DC Circuit Reels in Fisheries Service in Bycatch Rule Case

By Robyn Hagan Cain on July 20, 2011 | Last updated on March 21, 2019

The Fisheries Service does not have blanket discretion in determining how to carry out its federally-mandated duties. That's the word out of the DC Circuit Court of Appeals in Oceana v. Locke.

The case involved a Fisheries Act amendment requiring the Fisheries Service to establish a "standardized reporting methodology" to assess the amount and type of bycatch, (fish which are harvested in a fishery, but which are not sold or kept for personal use), in an effort to reduce bycatch in each of the Service's eight regions.

The Service proposed an omnibus amendment to encourage compliance with the bycatch mitigation requirement. The amendment provided for "at-sea observers" to collect data about bycatch in the region; it also authorized the Service to invoke a "Prioritization Process," permitting the Service to determine the "most appropriate" method of meeting the data collection requirement in years when "external operational constraint" prevented the agency from fully complying with the at-sea observer coverage level.
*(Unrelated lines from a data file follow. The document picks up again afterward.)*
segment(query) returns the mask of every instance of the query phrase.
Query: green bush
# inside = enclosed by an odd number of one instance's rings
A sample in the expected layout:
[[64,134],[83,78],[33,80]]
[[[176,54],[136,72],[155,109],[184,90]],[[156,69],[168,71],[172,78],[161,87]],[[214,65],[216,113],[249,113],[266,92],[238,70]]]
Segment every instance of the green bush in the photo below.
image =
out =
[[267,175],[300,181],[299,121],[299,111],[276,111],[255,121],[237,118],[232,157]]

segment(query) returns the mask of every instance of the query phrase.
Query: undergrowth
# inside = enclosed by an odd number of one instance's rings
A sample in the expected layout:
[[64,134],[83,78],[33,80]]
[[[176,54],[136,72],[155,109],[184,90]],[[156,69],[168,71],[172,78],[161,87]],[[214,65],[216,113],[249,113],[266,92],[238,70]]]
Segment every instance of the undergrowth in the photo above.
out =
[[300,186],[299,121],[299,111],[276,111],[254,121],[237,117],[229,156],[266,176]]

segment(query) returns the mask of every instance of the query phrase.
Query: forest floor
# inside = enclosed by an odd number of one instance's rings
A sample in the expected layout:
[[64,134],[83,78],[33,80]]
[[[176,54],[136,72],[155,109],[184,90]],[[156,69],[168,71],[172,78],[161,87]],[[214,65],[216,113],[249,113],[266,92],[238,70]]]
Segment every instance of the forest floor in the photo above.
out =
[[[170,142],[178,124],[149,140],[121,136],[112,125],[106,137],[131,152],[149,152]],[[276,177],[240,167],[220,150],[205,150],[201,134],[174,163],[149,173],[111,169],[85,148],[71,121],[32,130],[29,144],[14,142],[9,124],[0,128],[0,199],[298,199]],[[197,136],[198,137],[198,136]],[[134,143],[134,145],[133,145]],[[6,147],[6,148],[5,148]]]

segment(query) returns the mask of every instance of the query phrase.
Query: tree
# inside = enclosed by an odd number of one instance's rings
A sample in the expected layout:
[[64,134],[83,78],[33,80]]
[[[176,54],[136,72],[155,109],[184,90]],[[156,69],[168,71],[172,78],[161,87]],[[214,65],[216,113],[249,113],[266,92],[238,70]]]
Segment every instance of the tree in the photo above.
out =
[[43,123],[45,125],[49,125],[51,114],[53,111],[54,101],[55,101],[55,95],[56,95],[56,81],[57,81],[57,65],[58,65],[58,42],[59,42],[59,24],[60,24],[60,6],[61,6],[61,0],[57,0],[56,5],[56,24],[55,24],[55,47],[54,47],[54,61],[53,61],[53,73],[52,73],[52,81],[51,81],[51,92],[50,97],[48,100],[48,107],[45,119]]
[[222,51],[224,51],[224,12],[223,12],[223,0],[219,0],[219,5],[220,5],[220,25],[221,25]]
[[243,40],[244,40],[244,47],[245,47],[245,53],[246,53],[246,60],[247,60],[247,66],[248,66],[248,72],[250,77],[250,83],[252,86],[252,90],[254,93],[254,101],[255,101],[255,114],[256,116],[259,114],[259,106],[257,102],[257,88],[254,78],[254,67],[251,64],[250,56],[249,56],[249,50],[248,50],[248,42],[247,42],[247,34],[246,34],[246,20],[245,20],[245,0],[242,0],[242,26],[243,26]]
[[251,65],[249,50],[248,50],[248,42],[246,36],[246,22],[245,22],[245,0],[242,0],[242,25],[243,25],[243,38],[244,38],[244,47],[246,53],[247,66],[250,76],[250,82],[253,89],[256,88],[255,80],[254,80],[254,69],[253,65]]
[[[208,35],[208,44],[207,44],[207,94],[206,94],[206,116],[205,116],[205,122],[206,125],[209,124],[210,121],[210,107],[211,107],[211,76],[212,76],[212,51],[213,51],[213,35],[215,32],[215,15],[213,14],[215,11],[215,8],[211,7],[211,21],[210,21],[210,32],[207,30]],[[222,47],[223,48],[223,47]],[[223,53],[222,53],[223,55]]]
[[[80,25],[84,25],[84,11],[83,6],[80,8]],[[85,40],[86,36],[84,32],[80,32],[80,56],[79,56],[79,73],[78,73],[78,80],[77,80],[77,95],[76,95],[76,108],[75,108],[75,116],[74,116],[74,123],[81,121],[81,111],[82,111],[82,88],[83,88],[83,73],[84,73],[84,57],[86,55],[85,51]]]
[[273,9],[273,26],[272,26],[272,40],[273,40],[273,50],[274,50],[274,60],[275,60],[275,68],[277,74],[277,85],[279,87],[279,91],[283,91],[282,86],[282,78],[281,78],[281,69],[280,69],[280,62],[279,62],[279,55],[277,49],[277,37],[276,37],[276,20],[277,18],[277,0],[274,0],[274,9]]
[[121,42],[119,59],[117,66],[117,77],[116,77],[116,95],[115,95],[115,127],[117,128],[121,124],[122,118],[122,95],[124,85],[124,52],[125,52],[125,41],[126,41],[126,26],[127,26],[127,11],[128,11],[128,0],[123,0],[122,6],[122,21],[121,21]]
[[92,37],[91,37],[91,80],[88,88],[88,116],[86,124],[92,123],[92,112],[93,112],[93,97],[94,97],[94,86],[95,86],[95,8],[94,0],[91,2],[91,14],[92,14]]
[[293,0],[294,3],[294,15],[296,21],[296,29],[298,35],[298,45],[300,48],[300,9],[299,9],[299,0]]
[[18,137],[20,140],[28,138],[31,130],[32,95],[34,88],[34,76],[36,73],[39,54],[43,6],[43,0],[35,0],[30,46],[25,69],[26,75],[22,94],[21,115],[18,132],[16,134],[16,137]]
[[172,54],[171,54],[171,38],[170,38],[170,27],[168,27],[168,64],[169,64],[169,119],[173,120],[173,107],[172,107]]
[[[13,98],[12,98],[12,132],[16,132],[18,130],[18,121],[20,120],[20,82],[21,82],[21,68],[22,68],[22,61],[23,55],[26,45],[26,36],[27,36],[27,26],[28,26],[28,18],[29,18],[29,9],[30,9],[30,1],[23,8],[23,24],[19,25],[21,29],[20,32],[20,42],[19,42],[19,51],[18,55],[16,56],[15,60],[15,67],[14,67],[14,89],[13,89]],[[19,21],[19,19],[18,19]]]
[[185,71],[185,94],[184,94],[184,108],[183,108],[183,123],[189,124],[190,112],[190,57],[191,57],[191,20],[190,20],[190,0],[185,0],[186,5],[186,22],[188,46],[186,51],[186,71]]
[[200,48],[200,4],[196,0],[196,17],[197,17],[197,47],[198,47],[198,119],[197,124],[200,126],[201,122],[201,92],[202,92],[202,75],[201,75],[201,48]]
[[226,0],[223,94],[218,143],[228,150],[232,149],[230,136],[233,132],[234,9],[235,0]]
Oceana sued, claiming the amendment violated the Fisheries Act, the Administrative Procedure Act, and the National Environmental Policy Act, and noting that nothing in the amendment prevented the Service from announcing a "constraint" applied in any, or indeed every, year.

While the court recognized the novelty of the Service's compliance-when-convenient approach, it ruled that, in order reserve advance discretion to depart from a rule, an agency must adequately develop circumstances that trigger a "case-by-case" analysis. The court opined that "the Service apparently has given itself complete discretion to determine when an "external operational constraint prevents [it] from fully implementing the required coverage levels."

With budget cuts on the rise nationwide, more government agencies are likely to face financial constraints in carrying out their mandated duties. In order to avoid prolonged litigation like the Fisheries Service faced in this case, agencies should develop clearly-defined criteria to trigger exceptions to the rules they execute.